Figured I'll begin updating a bit more with non-reviews.

One of the classes I'm currently taking is a seminar on modern drama, specifically the avant-garde. This week's we're doing a little bit on the Futurists. Last week it was Symbolism or something like that. Each week, it's something different. And it made me think: why don't we see more schools/theories/whaever in comics?

Maybe they're there and I'm just not paying attention. And I don't mean the traditional superheroes vs. everything else division. I mean, strict divisions over the purpose of comics, the style of creating them, the motivation of creators, etc. As I said, that may be there. You sometimes see it pop up in what we love to call feuds between creators, but those always seem childish.

One reason I've been thinking you don't see it often is that a lot of comics are done on a work-for-hire basis, which would mean a lack of theory behind the work, the creator supressing its own desires in favour of those of the publisher. The same way you don't necessarily see strong theory divisions betwee TV shows, rather just different genres and styles.

But, I'm certain there has to be various schools, at least outside of the traditional North American mainstream. And if, somehow, there aren't--why the fuck not?


Written, like, five minutes after posting the above: Actually, a thought just occurred to me that there are different schools within the mainstream, they're just unstated. The one that springs to mind immediately contans people like Geoff Johns, Mark Waid, Kurt Busiek, Alex Ross and Grant Morrison.

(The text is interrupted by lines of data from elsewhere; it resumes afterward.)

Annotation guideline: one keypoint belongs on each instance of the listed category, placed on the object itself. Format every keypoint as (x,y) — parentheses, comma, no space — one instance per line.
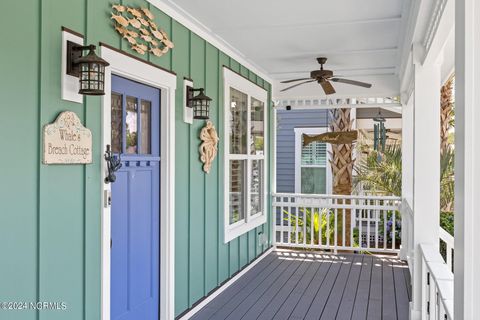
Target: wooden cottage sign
(67,141)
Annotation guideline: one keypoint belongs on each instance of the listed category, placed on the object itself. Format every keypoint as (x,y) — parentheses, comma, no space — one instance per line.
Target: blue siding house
(301,121)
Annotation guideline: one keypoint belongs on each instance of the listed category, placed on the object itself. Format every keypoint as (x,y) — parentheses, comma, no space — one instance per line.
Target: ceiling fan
(323,77)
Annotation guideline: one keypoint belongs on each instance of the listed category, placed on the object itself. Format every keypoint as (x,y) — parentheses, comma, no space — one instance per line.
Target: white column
(406,252)
(467,160)
(426,167)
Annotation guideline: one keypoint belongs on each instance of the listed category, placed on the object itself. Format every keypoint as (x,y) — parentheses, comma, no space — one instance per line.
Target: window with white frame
(245,116)
(312,170)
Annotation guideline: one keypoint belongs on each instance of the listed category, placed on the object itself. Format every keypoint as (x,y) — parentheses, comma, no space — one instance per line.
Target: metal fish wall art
(143,21)
(119,7)
(130,39)
(147,13)
(146,38)
(134,23)
(136,13)
(157,34)
(136,26)
(138,49)
(144,31)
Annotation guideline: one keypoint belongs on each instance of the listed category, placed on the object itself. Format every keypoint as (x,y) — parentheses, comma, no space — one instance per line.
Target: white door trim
(136,70)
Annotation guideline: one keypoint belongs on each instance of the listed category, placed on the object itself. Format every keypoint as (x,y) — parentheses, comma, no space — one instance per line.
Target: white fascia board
(194,25)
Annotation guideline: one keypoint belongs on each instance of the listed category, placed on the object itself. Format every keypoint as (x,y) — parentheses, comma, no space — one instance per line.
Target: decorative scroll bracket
(208,148)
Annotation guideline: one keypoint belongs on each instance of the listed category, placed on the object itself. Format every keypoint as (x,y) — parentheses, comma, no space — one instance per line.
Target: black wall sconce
(114,163)
(200,103)
(90,69)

The Silver Ageists, I guess you could call them. Now, each of those writers has a distinct style and all are very modern in their styles, but the sensibilities harken back to the Silver Age--or, basically, the comics they grew up reading. Of course, this ties very specifically into the characters they write--and, in this case, very specifically DC characters, although you can see certain elements in their work at Marvel (Marvels, the Earth X trilogy).

The example of this sensibility showing up in a specific comic that sprngs to mind is Infinite Crisis #2, which contains a long screed by Johns on everything wrong with the DCU, going back over a decade. It's the one issue of the series that I own, because when I read my dad's copy, it just jumped out at me. It was just a huge fucking rant right in the middle of a huge company crossover--and, pretty much, laid out the philosophy behind the series. And, as my review of Superman: Up, Up and Away! discussed, the first thing I saw done with Superman post-Infinite Crisis was a setting up of pre-1986 situations. I've heard similar things were done with Batman.

I just find it interesting that a lot of this stuff goes unstated--except for brief allusions in interviews or online columns or message board posts. I, personally, would love to see essays written by creators on stuff like this.

Warrants more thought, I think. Well, now I know what I'll be doing with my break.